Question

At 25 C:

PbO(s) ---> Pb(s) + ½ O2(g)

dH (kJ/mol) -217.32 0 0

dS (J/mol K) 68.7 64.81 205.138

dG (kj/mol) -187.89 0 0

Calculate dH for the previous reaction.

A. -98.68 kJ/mol

B. 98.68 kJ/mol

C. -217.32 kJ/mol

D. 217.32 kJ/mol

Answer 1

Given chemical transformation (Decomposition)

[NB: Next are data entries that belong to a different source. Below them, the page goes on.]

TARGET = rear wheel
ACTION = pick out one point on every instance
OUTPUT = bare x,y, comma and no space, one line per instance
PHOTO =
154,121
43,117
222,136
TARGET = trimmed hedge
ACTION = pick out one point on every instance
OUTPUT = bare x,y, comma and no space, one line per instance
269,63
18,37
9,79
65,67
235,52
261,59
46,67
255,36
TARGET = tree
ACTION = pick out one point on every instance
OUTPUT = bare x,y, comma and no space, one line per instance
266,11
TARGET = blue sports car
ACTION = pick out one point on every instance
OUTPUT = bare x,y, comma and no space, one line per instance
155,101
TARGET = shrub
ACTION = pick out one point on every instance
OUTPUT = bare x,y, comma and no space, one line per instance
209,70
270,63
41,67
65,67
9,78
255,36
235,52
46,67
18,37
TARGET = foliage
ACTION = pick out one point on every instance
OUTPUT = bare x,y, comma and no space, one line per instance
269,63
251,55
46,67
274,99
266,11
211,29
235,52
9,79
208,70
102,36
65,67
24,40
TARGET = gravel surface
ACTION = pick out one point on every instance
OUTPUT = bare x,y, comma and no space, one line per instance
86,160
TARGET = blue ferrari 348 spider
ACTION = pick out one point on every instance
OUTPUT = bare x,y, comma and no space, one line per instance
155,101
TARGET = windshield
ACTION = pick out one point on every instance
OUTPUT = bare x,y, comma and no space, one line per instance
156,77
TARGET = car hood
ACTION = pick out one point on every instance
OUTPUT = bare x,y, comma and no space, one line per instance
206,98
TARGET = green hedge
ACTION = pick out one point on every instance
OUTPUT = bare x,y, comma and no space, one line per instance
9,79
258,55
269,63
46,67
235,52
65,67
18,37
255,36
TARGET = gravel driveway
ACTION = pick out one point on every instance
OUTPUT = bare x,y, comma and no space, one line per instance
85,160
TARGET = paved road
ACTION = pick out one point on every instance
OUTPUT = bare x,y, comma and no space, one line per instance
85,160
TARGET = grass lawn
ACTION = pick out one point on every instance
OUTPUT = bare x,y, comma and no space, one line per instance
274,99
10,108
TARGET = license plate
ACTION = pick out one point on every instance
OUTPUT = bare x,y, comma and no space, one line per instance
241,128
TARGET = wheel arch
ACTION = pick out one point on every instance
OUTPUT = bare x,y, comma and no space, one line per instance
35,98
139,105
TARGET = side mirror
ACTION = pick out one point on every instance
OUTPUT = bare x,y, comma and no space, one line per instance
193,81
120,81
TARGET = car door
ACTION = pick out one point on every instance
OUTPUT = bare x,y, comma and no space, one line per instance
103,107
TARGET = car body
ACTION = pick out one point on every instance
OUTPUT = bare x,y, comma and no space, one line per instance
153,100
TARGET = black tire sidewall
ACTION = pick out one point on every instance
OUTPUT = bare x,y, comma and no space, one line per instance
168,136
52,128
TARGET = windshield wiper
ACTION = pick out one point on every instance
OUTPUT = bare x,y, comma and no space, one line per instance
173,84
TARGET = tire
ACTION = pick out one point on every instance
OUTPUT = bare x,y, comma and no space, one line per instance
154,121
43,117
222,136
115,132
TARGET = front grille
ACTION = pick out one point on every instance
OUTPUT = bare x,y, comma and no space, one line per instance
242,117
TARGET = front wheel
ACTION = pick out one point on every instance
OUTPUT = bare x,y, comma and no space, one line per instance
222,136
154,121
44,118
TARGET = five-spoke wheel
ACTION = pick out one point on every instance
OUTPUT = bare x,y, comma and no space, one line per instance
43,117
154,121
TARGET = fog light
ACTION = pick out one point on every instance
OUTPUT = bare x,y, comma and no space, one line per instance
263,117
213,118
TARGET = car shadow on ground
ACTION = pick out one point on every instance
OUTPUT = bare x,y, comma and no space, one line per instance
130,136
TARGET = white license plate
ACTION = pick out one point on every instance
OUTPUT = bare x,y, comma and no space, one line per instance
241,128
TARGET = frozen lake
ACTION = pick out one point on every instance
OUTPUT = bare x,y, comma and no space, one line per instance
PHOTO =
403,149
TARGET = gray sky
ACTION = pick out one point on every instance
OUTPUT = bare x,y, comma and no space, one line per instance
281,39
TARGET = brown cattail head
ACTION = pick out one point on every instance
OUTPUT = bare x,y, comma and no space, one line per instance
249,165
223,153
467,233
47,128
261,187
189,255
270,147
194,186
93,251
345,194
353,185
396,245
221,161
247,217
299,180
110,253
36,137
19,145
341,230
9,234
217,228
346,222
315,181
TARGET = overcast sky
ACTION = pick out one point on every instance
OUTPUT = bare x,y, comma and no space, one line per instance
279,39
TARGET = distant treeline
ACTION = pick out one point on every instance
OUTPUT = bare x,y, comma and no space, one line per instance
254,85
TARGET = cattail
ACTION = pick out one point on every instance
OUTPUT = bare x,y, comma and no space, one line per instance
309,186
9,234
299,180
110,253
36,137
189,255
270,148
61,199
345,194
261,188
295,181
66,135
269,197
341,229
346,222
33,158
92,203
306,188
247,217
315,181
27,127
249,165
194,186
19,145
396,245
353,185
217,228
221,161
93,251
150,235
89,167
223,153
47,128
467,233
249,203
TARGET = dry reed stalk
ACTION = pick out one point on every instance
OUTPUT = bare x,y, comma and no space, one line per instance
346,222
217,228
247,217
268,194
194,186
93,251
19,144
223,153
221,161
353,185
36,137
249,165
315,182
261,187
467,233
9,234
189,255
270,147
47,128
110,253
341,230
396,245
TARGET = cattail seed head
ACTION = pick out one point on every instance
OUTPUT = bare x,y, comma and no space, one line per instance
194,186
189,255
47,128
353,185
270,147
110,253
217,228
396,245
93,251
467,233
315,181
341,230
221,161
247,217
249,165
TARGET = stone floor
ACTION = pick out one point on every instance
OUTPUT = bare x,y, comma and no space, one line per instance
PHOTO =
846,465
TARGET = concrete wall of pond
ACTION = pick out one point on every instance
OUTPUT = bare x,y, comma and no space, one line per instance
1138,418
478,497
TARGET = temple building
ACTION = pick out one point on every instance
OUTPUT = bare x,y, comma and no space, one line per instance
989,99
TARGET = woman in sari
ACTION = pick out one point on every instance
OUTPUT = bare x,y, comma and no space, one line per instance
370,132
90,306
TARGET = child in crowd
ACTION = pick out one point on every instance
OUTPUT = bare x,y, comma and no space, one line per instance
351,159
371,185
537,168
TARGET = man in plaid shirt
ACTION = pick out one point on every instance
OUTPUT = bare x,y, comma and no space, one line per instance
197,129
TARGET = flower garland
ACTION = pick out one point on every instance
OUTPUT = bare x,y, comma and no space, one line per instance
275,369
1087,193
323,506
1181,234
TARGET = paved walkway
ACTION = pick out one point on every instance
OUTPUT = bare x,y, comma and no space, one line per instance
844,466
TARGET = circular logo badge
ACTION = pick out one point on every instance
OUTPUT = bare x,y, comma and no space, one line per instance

       PbO(s) ---> Pb(s) + ½ O2(g)

And given data,

ΔH (PbO) = -217.32 kJ, ΔH (Pb) = 0 kJ and ΔH (O₂) = 0 kJ

Let us calculate ΔH for given decomposition is,

ΔH = ∑ ΔH(products) - ∑ ΔH(reactant)

ΔH = [ΔH (Pb) + ½ ΔH (O₂)] –[ ΔH (PbO)]

ΔH = [(0) + ½ (0)] – [-217.32]

ΔH = 0 – (-217.32)

ΔH = +217.32 kJ.

Hence the enthalpy change for given decomposition (i.e. reaction in forward direction) is +217.32 kJ.

For reverse reaction i.e. formation of PbO from Pb and O2 the enthalpy change (ΔH) will be equal in magnitude but with reverse in sign I.e. -217.32 kJ.

Not: Standard Gibbs energy and standard entropy changes are not required. With those values also we will reach to the same answer. This extra data would be of use if standar enthalpy changes ΔH values if not provided or known.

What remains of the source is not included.